Sweater came to a stop at a glass door. He inserted a card into a box with a red light on the wall, the box beeped, the light flashed green, and the door slid open.

Her nose wrinkled at the stink of sweaty bodies and filth that rushed out to greet them. Grizzly gave her a push when she tottered on the threshold. The room was long, lined on the left with metal bars and more little boxes with red lights, and on the right were more rectangles of light that made her wonder how close they were to the sun.

"This one's yours," Sweater said beside the very first set of bars.

Snow peeked around him to a man in scrubs identical to hers with a mess of gnarled white hair and a beard to match lying on the floor in the adjacent cell. Propped up on one arm, he turned his head away from the wall that separated him from his other neighbor, and her breath caught at the familiar pair of icecap-blue eyes.

"In you go," Sweater said.

Grizzly closed in and Snow instinctively moved into the cage furnished with nothing but a wooden bucket.

"You ask me, I say she's dimwitted," Grizzly said to the others.
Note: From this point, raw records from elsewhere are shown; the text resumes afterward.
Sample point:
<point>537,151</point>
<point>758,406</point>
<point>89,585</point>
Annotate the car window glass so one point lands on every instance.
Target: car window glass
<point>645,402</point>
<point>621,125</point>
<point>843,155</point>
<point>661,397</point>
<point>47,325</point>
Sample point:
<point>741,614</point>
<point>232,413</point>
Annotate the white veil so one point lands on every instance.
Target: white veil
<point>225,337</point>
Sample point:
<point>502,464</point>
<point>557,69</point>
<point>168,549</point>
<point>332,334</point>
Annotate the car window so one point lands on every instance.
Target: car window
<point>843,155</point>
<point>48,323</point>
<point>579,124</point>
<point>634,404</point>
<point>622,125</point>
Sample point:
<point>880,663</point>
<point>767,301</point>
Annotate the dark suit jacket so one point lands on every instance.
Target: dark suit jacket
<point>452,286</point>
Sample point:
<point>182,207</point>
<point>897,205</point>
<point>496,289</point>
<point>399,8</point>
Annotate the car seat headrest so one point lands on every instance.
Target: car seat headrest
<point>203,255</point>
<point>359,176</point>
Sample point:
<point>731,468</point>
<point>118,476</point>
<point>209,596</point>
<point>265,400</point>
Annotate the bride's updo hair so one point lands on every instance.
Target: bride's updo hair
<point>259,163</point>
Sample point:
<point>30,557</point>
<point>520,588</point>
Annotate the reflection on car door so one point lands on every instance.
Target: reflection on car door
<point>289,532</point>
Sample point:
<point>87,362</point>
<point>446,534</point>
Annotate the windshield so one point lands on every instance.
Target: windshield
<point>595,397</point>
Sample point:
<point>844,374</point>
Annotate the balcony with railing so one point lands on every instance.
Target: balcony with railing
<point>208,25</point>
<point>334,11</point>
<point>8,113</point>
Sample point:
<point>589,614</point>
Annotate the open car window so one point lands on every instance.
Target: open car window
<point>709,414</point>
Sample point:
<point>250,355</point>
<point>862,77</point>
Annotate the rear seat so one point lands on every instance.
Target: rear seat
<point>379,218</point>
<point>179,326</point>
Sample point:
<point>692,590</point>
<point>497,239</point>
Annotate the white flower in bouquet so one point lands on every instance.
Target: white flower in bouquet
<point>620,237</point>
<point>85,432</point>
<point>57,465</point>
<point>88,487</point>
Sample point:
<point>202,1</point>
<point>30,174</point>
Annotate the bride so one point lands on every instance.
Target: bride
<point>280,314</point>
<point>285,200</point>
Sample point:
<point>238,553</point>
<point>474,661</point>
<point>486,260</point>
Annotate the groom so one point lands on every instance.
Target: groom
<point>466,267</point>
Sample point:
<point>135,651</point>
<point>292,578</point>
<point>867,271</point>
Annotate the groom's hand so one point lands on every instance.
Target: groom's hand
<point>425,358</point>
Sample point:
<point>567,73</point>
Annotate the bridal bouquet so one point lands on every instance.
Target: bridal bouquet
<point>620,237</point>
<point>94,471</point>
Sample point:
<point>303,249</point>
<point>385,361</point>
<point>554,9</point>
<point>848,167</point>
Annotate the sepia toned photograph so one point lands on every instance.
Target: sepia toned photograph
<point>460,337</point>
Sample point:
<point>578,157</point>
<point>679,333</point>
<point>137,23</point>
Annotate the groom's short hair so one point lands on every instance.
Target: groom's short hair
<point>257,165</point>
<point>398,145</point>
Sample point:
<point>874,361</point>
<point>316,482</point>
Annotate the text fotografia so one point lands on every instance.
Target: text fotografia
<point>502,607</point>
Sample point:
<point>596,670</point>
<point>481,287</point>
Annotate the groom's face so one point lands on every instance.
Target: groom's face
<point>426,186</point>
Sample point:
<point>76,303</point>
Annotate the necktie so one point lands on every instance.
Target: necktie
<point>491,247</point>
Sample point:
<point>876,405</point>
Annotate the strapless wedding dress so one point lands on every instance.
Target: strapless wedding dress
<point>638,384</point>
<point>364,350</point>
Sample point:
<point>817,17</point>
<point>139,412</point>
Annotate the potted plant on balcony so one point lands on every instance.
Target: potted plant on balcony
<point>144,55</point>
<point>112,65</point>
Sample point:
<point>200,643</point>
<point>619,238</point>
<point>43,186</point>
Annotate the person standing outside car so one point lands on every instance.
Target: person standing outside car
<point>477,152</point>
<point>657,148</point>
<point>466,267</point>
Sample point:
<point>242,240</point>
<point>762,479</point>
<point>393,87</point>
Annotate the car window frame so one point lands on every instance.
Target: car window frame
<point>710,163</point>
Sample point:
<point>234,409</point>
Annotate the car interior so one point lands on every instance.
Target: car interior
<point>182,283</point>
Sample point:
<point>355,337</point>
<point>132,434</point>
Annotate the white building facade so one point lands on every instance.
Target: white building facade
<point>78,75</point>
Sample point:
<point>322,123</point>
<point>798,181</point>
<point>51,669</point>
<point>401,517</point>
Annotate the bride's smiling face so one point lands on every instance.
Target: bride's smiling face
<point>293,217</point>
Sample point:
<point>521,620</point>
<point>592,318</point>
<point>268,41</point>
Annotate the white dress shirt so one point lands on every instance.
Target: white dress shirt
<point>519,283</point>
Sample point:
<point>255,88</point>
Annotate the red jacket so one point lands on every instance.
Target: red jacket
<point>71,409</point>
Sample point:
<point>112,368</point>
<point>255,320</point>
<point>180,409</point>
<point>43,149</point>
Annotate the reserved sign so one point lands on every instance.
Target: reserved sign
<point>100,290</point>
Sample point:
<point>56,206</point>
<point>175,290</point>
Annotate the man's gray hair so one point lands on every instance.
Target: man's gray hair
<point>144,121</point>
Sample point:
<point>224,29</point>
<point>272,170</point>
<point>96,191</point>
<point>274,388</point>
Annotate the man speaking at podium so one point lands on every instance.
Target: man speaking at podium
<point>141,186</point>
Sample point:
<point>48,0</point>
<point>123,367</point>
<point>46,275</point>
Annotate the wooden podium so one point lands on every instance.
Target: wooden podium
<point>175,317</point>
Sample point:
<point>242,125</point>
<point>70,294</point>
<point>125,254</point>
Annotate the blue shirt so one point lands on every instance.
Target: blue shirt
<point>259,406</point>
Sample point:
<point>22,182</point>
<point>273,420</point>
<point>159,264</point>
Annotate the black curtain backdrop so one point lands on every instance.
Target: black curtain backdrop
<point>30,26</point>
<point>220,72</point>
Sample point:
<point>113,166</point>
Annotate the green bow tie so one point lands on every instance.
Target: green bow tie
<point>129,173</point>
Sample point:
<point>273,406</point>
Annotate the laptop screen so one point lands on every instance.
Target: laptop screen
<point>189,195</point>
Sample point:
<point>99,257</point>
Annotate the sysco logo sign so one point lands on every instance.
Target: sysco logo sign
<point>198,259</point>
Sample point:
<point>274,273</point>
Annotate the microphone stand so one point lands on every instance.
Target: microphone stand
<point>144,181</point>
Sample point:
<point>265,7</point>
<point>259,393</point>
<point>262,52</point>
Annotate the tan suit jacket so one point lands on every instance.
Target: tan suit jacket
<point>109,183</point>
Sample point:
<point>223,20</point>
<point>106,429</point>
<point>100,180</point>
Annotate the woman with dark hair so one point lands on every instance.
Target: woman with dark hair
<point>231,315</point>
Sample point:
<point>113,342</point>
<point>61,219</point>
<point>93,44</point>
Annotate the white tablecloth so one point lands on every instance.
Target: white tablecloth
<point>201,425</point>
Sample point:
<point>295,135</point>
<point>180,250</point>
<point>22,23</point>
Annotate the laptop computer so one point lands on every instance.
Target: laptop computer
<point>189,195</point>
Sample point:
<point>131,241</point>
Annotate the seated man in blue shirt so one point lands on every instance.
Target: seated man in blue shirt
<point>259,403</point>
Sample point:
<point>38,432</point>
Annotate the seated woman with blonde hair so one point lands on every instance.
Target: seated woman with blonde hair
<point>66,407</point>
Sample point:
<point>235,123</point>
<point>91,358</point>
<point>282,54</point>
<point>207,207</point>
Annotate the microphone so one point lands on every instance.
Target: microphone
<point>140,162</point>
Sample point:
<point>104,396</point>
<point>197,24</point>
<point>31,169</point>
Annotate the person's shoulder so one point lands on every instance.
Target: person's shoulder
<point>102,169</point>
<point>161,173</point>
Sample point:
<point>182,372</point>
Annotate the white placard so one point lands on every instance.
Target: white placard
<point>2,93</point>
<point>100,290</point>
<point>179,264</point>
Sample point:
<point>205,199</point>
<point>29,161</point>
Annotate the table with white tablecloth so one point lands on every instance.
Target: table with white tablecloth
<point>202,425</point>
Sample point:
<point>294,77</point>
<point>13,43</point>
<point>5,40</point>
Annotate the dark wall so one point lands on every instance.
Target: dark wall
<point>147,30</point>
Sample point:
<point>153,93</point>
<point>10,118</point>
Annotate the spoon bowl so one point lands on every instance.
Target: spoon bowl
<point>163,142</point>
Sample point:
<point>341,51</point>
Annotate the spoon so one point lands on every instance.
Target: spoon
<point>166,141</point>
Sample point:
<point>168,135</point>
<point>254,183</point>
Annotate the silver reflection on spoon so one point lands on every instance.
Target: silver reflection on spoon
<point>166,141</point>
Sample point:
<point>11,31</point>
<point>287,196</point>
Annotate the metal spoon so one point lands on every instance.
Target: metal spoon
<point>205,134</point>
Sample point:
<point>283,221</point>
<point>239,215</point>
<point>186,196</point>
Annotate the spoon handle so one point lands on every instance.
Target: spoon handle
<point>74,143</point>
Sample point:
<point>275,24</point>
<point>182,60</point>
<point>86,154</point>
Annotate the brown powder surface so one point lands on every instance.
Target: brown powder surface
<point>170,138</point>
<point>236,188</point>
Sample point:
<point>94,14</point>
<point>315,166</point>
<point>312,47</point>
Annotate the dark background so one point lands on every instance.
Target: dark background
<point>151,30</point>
Sweater shut the door, the box beeped and the door gave a click.

The guards left the way they came. Sweater lingered long enough to pay her neighbor a stony glance before following suit.

Left alone to suffer her own thoughts, that slow burn returned under her left breast where the man in the white coat had pricked her. Snow shoved a hand under her shirt and traced a tiny lump there until she caught her neighbor ogling her. Not in the mood for conversation or prying eyes, she turned toward the wall and sat on the floor. The burning pooled at the lump, the edge of which she traced with a fingernail. It was just below the surface. Surely, she could dig whatever it was out.
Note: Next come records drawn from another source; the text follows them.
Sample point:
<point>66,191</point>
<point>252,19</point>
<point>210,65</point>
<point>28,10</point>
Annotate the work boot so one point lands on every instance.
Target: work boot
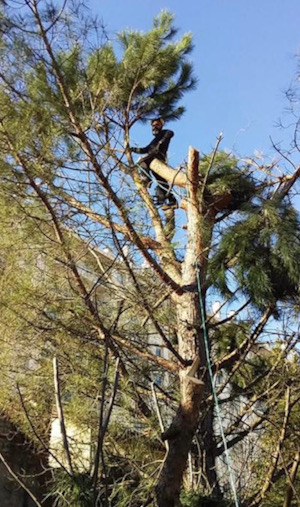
<point>170,202</point>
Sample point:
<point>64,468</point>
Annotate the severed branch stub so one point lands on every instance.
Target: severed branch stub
<point>192,372</point>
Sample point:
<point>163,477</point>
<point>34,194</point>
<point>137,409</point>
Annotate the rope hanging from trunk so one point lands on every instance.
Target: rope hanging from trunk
<point>215,396</point>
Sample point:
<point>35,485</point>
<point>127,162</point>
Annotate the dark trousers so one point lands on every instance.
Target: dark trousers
<point>163,186</point>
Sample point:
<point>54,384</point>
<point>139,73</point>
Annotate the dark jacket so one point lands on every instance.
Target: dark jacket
<point>158,147</point>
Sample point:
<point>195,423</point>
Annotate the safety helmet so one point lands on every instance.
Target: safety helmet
<point>161,121</point>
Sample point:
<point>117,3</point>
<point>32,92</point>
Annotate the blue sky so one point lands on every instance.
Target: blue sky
<point>244,59</point>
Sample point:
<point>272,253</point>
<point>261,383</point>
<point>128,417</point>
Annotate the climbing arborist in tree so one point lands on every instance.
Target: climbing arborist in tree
<point>157,149</point>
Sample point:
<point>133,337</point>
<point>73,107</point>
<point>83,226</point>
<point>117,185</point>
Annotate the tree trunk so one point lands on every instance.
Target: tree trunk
<point>184,425</point>
<point>208,455</point>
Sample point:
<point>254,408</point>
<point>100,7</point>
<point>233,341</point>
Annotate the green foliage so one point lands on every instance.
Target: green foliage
<point>194,499</point>
<point>75,490</point>
<point>151,76</point>
<point>223,174</point>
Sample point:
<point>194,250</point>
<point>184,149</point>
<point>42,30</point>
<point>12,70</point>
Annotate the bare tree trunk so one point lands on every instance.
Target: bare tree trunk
<point>184,425</point>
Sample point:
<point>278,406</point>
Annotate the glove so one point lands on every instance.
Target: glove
<point>135,150</point>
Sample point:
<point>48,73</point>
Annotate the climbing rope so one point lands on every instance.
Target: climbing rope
<point>215,396</point>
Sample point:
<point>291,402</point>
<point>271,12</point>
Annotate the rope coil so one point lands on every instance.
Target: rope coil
<point>215,396</point>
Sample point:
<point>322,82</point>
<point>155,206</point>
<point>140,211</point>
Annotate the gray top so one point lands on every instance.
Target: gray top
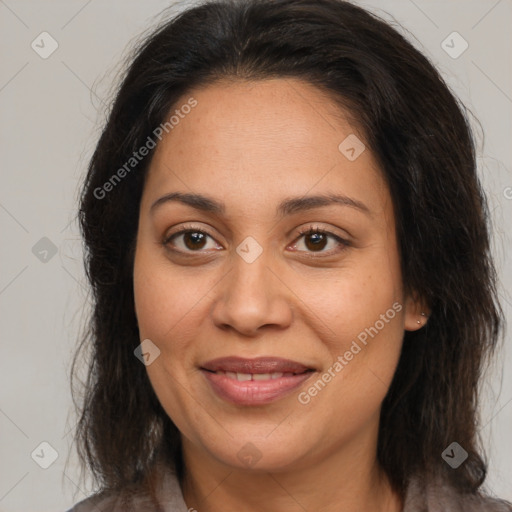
<point>420,497</point>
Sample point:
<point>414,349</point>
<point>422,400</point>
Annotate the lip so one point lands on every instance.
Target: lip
<point>255,392</point>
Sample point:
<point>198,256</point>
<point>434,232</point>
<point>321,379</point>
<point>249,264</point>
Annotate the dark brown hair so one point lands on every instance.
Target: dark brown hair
<point>419,133</point>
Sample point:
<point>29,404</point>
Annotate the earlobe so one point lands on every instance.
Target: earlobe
<point>416,314</point>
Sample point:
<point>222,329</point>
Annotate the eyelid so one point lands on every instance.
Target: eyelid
<point>305,230</point>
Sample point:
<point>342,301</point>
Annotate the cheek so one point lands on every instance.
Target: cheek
<point>164,299</point>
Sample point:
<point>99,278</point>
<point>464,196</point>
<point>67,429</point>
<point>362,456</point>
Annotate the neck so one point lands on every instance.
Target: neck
<point>327,485</point>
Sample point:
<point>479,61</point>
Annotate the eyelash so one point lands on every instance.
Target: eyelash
<point>302,232</point>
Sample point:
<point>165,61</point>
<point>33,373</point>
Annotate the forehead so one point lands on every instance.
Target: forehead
<point>260,141</point>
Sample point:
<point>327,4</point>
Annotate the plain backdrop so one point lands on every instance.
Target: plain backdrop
<point>52,110</point>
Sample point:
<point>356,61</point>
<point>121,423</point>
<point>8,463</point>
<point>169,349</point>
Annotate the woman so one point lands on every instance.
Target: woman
<point>285,239</point>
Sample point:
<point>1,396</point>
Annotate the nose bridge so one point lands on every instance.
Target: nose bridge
<point>251,296</point>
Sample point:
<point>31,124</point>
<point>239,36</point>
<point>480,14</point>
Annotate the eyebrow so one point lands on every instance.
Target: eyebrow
<point>286,207</point>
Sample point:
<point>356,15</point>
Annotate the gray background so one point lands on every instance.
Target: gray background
<point>51,113</point>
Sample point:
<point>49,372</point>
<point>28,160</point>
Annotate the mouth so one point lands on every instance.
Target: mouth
<point>254,381</point>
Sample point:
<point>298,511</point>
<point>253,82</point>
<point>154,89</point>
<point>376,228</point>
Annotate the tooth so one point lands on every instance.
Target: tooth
<point>261,376</point>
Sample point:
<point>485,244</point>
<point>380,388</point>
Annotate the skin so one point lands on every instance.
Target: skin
<point>252,145</point>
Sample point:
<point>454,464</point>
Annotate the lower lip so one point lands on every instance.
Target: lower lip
<point>254,392</point>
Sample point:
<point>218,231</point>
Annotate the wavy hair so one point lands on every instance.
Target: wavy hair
<point>420,135</point>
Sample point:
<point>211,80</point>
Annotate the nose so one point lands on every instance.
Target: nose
<point>252,296</point>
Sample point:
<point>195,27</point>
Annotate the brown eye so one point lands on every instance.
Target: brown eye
<point>194,240</point>
<point>316,241</point>
<point>190,240</point>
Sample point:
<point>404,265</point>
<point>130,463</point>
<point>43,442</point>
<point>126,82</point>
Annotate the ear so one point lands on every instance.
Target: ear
<point>416,313</point>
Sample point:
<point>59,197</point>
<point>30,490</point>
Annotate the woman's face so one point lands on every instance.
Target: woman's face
<point>257,163</point>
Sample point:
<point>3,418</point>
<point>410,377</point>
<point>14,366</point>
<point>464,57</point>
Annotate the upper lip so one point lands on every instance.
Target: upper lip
<point>256,365</point>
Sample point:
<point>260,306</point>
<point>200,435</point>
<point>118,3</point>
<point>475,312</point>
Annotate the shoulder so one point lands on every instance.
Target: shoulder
<point>438,496</point>
<point>167,497</point>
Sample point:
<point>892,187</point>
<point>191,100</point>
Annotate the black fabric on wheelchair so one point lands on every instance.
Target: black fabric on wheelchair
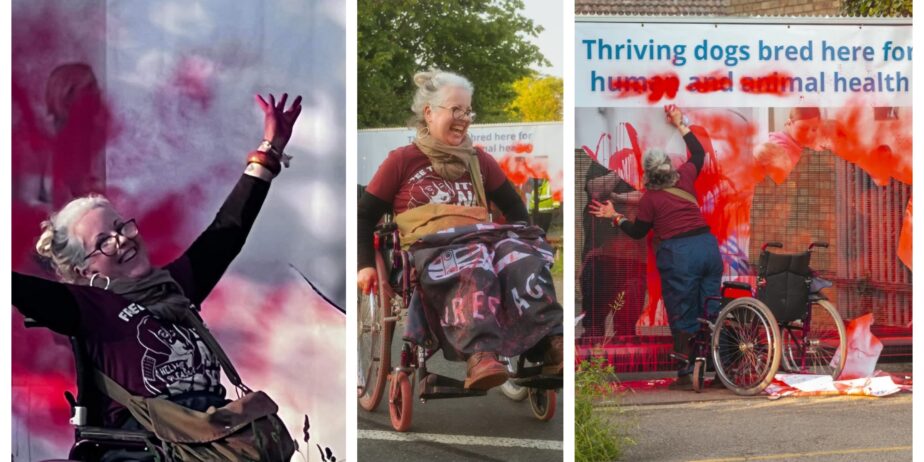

"Don't touch it," her neighbor said.

Nobody asked you.

Snow dug her nail into the edge of the raised skin and suffered an immediate shock that shot from her chest, up her neck and down her limbs—with a sharp cry, she passed out.
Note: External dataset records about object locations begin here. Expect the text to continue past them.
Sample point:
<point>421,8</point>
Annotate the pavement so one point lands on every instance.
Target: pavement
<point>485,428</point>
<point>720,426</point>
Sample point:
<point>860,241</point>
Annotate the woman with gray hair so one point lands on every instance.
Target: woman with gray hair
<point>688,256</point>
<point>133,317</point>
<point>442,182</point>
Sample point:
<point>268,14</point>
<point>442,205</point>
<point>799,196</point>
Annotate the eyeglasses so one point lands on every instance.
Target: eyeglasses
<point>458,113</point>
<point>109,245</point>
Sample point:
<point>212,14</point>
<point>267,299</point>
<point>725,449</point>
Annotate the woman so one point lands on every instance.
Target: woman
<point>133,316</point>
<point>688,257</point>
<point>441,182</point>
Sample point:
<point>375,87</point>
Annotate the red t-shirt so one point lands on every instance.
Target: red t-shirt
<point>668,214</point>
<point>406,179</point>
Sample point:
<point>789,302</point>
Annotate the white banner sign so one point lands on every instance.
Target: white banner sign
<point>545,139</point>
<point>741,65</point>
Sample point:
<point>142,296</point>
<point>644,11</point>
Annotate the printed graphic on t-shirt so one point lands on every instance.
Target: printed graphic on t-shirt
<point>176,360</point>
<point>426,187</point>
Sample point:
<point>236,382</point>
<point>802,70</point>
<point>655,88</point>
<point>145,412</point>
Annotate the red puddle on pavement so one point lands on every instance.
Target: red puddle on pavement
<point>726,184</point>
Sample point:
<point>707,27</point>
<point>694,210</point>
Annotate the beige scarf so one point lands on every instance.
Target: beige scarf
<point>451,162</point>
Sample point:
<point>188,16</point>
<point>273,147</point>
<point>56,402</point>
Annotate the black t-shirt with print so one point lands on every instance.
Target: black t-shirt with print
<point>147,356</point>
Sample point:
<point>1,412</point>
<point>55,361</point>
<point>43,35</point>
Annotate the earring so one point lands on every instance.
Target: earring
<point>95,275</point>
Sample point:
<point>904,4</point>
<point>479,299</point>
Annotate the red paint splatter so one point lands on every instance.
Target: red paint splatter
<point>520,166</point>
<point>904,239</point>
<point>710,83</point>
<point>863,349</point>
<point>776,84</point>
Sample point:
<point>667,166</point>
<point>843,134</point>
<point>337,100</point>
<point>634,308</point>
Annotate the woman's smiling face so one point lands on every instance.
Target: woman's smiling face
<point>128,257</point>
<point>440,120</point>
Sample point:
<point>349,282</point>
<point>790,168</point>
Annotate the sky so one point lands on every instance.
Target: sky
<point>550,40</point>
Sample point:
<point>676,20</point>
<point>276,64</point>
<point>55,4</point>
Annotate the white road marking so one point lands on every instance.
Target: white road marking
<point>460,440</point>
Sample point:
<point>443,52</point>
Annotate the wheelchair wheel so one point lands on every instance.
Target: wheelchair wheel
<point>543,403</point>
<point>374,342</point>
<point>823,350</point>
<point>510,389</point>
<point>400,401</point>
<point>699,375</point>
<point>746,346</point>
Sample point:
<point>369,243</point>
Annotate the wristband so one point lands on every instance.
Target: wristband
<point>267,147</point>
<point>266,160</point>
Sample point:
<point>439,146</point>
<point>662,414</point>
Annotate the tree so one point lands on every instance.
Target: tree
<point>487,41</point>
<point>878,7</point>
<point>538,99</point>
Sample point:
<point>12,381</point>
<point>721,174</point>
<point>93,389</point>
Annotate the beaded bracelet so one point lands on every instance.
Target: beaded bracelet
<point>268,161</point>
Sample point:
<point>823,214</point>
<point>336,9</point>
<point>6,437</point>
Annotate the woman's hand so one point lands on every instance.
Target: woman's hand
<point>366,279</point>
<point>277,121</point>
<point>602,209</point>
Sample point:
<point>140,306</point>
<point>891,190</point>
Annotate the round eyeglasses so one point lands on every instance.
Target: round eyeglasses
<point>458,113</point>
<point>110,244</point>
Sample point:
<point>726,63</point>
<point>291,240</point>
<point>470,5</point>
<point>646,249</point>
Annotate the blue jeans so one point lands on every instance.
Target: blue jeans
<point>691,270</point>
Mat traipsed through rolling hills of marigolds with a shovel resting on his shoulder. She called out but he ignored her. Blood stained his head, his hands--it crusted on his trousers, had matted his goldenrod hair, and every marigold he brushed against bled.

Snow awoke with bile racing up her throat. The bucket forgotten, she quickly crawled to the bars and spewed vomit out into the corridor. She spat, then wiped her mouth and leaned her sweaty head against the cool bars.

Movement in the corner brought her head around; the man with the ogling eyes stood with his hands wrapped around the bars they shared.

"You've a chunk," he said, gesturing to the corner of his mouth.

Wary and annoyed, she tried to stand.

"I wouldn't."

Her legs wobbly, she fought the urge to spew a biting retort and instead put all her energy into pulling herself into a standing position. Once erect, the shooting pain returned to her chest, her vision swayed, and she slid back down the bars to the floor.

"The sickness will pass. The pain will last much longer."

He had a curious accent.

In the tail of her eye, she could see he had pulled up his shirt, though she refused to look.

"I dug out my first two. Body rejected the third." He let the shirt fall. "They're not shy with the needles."

Needles. A new word.

Again, Snow slipped a hand under her shirt and gently rested a finger atop the tiny orb, then shoved her hands into her armpits to prevent herself from scratching. Despite her leaving it alone, the pangs still came in waves, making her eyes roll back, each pulling at her like an undercurrent until one finally succeeded in dragging her under. The last thing she remembered was dirt, mounds and mounds of it, earthworms pushing up through the soil and the squawk of a vulture overhead before she awoke to something—no, someone tugging on her big toe.